Monday, May 9, 2011

If I Were In Charge: Mothers' Day Edition

If I were in charge of Mothers' Day I would change it to a Saturday. That way Dad would be home instead of at work or at church meetings and he could take the kids all. day. long. One whole day away from my motherhood would make me appreciate my motherhood more. I could spend the day shopping and getting a pedicure or reading or whatever. Alone. Or with my sisters. And when I got home the children would be playing happily in the backyard and the kitchen would be clean.

If I were in charge of Mothers' Day and couldn't change it to Saturday, I would cancel all church meetings other than worship services.

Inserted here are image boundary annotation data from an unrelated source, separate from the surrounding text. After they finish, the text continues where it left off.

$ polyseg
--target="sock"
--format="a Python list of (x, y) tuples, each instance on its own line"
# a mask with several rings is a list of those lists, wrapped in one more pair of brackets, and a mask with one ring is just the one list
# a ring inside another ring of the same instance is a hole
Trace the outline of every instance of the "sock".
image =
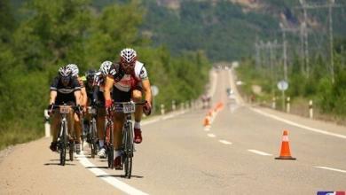
[(135, 129), (140, 129), (140, 121), (135, 121)]
[(99, 144), (99, 147), (102, 148), (105, 145), (105, 141), (99, 139), (98, 144)]
[(121, 151), (114, 150), (114, 160), (115, 160), (116, 157), (121, 156), (121, 155), (122, 155), (122, 152)]

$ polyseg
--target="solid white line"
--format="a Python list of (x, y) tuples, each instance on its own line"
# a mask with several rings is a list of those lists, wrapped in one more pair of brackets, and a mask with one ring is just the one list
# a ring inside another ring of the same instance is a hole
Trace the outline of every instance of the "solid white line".
[(295, 123), (294, 121), (288, 121), (288, 120), (282, 119), (282, 118), (279, 118), (278, 116), (272, 115), (271, 113), (264, 113), (264, 112), (260, 111), (260, 110), (256, 109), (256, 108), (250, 108), (250, 109), (253, 110), (254, 112), (257, 113), (260, 113), (260, 114), (263, 114), (264, 116), (267, 116), (267, 117), (278, 120), (279, 121), (286, 122), (286, 123), (287, 123), (289, 125), (292, 125), (292, 126), (295, 126), (295, 127), (298, 127), (298, 128), (305, 129), (307, 130), (313, 131), (313, 132), (316, 132), (316, 133), (320, 133), (320, 134), (324, 134), (324, 135), (327, 135), (327, 136), (336, 136), (336, 137), (339, 137), (339, 138), (346, 139), (346, 136), (344, 136), (344, 135), (336, 134), (336, 133), (331, 133), (331, 132), (321, 130), (321, 129), (318, 129), (311, 128), (311, 127), (308, 127), (308, 126), (305, 126), (305, 125), (301, 125), (301, 124)]
[(266, 152), (262, 152), (262, 151), (257, 151), (257, 150), (253, 150), (253, 149), (248, 149), (248, 151), (254, 152), (254, 153), (256, 153), (256, 154), (259, 154), (259, 155), (262, 155), (262, 156), (272, 156), (272, 154), (266, 153)]
[(208, 133), (208, 134), (207, 134), (207, 136), (210, 136), (210, 137), (216, 137), (216, 135), (214, 135), (214, 134), (212, 134), (212, 133)]
[(222, 139), (220, 139), (220, 140), (218, 140), (219, 142), (221, 142), (222, 144), (232, 144), (232, 142), (228, 142), (228, 141), (226, 141), (226, 140), (222, 140)]
[(116, 189), (119, 189), (127, 194), (147, 194), (113, 177), (111, 175), (106, 173), (105, 171), (95, 168), (95, 165), (89, 161), (89, 160), (84, 156), (83, 152), (81, 152), (81, 155), (77, 155), (76, 157), (83, 166), (88, 168), (87, 169), (91, 171), (95, 176), (99, 176), (99, 178), (101, 178), (103, 181), (108, 183)]
[(342, 172), (342, 173), (346, 174), (346, 170), (342, 170), (342, 169), (338, 169), (338, 168), (328, 168), (328, 167), (315, 167), (315, 168), (322, 168), (322, 169), (326, 169), (326, 170), (337, 171), (337, 172)]

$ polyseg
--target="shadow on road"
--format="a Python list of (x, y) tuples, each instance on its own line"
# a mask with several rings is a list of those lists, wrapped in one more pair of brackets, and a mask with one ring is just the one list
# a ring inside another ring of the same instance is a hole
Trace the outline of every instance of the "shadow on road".
[[(59, 165), (59, 166), (61, 166), (60, 163), (44, 163), (43, 165), (44, 166), (50, 166), (50, 165)], [(71, 163), (65, 162), (65, 166), (75, 166), (75, 164), (71, 164)]]
[[(98, 176), (97, 177), (102, 178), (102, 177), (109, 177), (109, 176), (112, 176), (112, 177), (121, 177), (121, 178), (124, 178), (125, 177), (125, 176), (123, 176), (123, 175), (100, 175), (100, 176)], [(133, 177), (141, 179), (144, 176), (131, 176), (131, 178), (133, 178)]]
[(106, 166), (95, 166), (95, 167), (85, 167), (86, 168), (106, 168), (106, 169), (108, 169), (108, 167), (106, 167)]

The token parting gift would either be chocolate, or in lieu of gifts the money for said gifts would be donated to a local women's shelter.

If I could speak in Sacrament Meeting on Mothers' Day, I would not speak about how to be a better mother.

I wouldn't talk about sacrificing all things for my family or being more present in mind rather than just present in body.

I wouldn't talk about paying more attention to my children or turning the audio/visual babysitters off or ensuring we have family dinners together or planning fun activities.

I wouldn't rub salt in the sounds of the unwillingly unmarried or infertile.

And I most definitely would NOT perpetuate the nonsense about how women are more righteous and celestial minded than men (hence why all those carnal and weak men need the priesthood to elevate themselves to female levels of perfection) and that's why women are more nurturing and called to be mothers.

I wouldn't reinforce stereotypical gender roles that alienate those who don't fit the mold.

Instead, I would talk about love. Love for ourselves. Mothers give and give and give and mostly it's hard and mostly it goes unnoticed and unappreciated. But the hardest part of motherhood is how hard we are on ourselves.

I would talk about being good enough. Being a perfect mother, always patient, always kind, is impossible. No person is perfect and therefore no parent is perfect. We're all going to screw up. It's expected. It's supposed to be hard. You're supposed to fail in little and maybe big ways every day. But that doesn't discount the many successes that are to be had each day.

I'd give credit to all the times I want to yell at my kids, and don't. I'd give credit for the three nights of the week that I prepared a decent dinner, and forget about the ones I didn't.

On Mothers' Day, of all days, mothers should be made to feel like they are okay just the way they are, instead of being lectured to about idealized mothers and instructed on how to be a better mother.

We know what we need to do to be better mothers. We're doing the best we can.

I may not be able to be a perfect mother. But I can be me. And that, I believe, is what my children need most. Just me.